A virada energética não tem em vista apenas a minimização de riscos, mas também a redução dos impactos sobre o clima e uma maior segurança no suprimento. A taxa da energia limpa na matriz energética aumentou consideravelmente com a ampliação acelerada das energias renováveis. A energia verde teve uma participação de 33,1 % em 2017. Conforme a situação do tempo, as instalações fotovoltaica e eólica podem cobrir até 90 % da demanda da eletricidade na Alemanha. Mais de 60 % das novas residências já são aquecidas com energias renováveis. No final de 2017 havia 1,6 milhão de usinas solares fotovoltaicas com capacidade nominal de cerca de 43 gigawatts. Com este desempenho, a Alemanha se encontra em terceiro lugar, depois da China e do Japão.

A Lei de Energias Renováveis como 
exemplo internacional

A Lei de Energias Renováveis (EEG), um conjunto de normas de estímulos bem-sucedido e visto em muitos países como exemplo, foi modificada em 2014. A meta era garantir que os custos da segurança do suprimento se mantivessem acessíveis aos cidadãos e à economia. As cotas do rateio estipulado pela lei, segundo o qual os custos mais altos da ampliação das fontes limpas são distribuídos entre os consumidores, haviam subido muito com a grande expansão de usinas solares e a mudança no método do cálculo dos preços após 2009. Isso provocou uma grande discussão na opinião pública a respeito dos custos das energias renováveis e da virada energética. Em 2015, pela primeira vez as cotas voltaram a diminuir. Além disso, o governo federal está trabalhando em uma nova estruturação do sistema energético, que garanta a estabilidade da rede apesar do aumento considerável da quantidade oscilante de energia solar e eólica. Para isso é preciso que exista energia de backup sempre disponível, gerada de preferência por usinas a gás, que emitem menos CO2 que usinas a carvão.
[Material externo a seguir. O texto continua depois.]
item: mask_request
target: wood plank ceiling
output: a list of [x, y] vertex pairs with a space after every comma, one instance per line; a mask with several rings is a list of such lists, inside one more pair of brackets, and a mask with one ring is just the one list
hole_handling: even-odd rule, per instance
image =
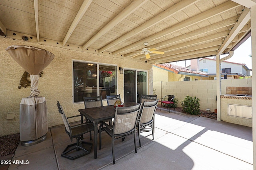
[[[250, 20], [226, 0], [0, 1], [0, 36], [152, 64], [228, 53]], [[164, 54], [132, 57], [145, 42]]]

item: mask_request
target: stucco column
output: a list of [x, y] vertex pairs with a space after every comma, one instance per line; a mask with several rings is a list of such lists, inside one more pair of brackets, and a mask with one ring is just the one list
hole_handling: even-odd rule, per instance
[[256, 6], [251, 7], [253, 169], [256, 170]]
[[217, 94], [217, 120], [221, 120], [221, 114], [220, 112], [220, 55], [216, 56], [216, 77], [217, 79], [216, 90]]

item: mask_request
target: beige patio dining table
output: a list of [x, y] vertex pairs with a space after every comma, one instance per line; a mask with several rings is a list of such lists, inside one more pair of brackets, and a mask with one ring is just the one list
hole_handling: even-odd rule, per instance
[[[130, 102], [124, 104], [124, 107], [129, 107], [140, 104], [140, 103]], [[98, 123], [104, 120], [114, 118], [116, 109], [114, 105], [79, 109], [78, 111], [82, 115], [93, 123], [94, 126], [94, 159], [97, 158], [98, 143]], [[81, 122], [83, 121], [83, 117], [81, 117]]]

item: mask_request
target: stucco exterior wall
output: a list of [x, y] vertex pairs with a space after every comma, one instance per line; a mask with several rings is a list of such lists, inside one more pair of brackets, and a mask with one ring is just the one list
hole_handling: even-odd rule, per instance
[[[39, 78], [39, 95], [46, 100], [48, 127], [63, 123], [56, 104], [59, 101], [67, 116], [79, 114], [78, 109], [84, 107], [83, 103], [72, 103], [72, 60], [116, 64], [118, 68], [118, 94], [124, 99], [124, 76], [119, 67], [145, 70], [148, 72], [148, 94], [153, 93], [152, 64], [134, 62], [75, 50], [42, 45], [22, 40], [0, 38], [0, 136], [19, 133], [20, 104], [22, 98], [30, 94], [30, 86], [18, 88], [24, 69], [10, 56], [5, 49], [12, 45], [30, 45], [53, 53], [55, 58], [44, 70]], [[106, 104], [104, 102], [104, 104]], [[14, 113], [15, 119], [6, 120], [8, 113]], [[78, 120], [73, 119], [71, 121]]]
[[153, 76], [153, 82], [160, 82], [164, 81], [168, 81], [168, 72], [162, 69], [156, 67], [152, 67], [152, 70], [154, 74]]

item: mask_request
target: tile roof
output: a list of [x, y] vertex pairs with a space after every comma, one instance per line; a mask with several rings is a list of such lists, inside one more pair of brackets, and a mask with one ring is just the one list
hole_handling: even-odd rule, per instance
[[190, 74], [196, 74], [195, 75], [196, 75], [196, 74], [197, 74], [198, 75], [202, 75], [208, 76], [207, 74], [204, 72], [194, 71], [190, 69], [190, 68], [188, 68], [186, 67], [177, 66], [176, 65], [172, 64], [170, 63], [154, 64], [154, 65], [158, 67], [170, 71], [176, 74], [181, 74], [181, 73], [187, 73]]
A virada energética não exige apenas a construção de novas usinas verdes. Para a segurança do suprimento é necessário que as redes se adaptem às mudanças no sistema de geração. Para tanto está sendo planejada a construção de várias centenas de quilômetros de novas linhas de tansmissão. A energia eólica que é gerada principalmente no norte da Alemanha pode assim ser transportada aos grandes centros consumidores de energia no sul do país. O planejamento original, de construir as linhas de transmissão sobre o solo, foi abandonado em razão de protestos populares. Em 2015, o governo federal decidiu que as linhas de transmissão seriam subterrâneas. As grandes vias de transmissão deverão entrar em funcionamento não antes de 2025 e não mais em 2022, como originalmente planejado. Além disso, as redes regionais também precisam ser ampliadas para serem abastecidas com a energia solar descentralizada.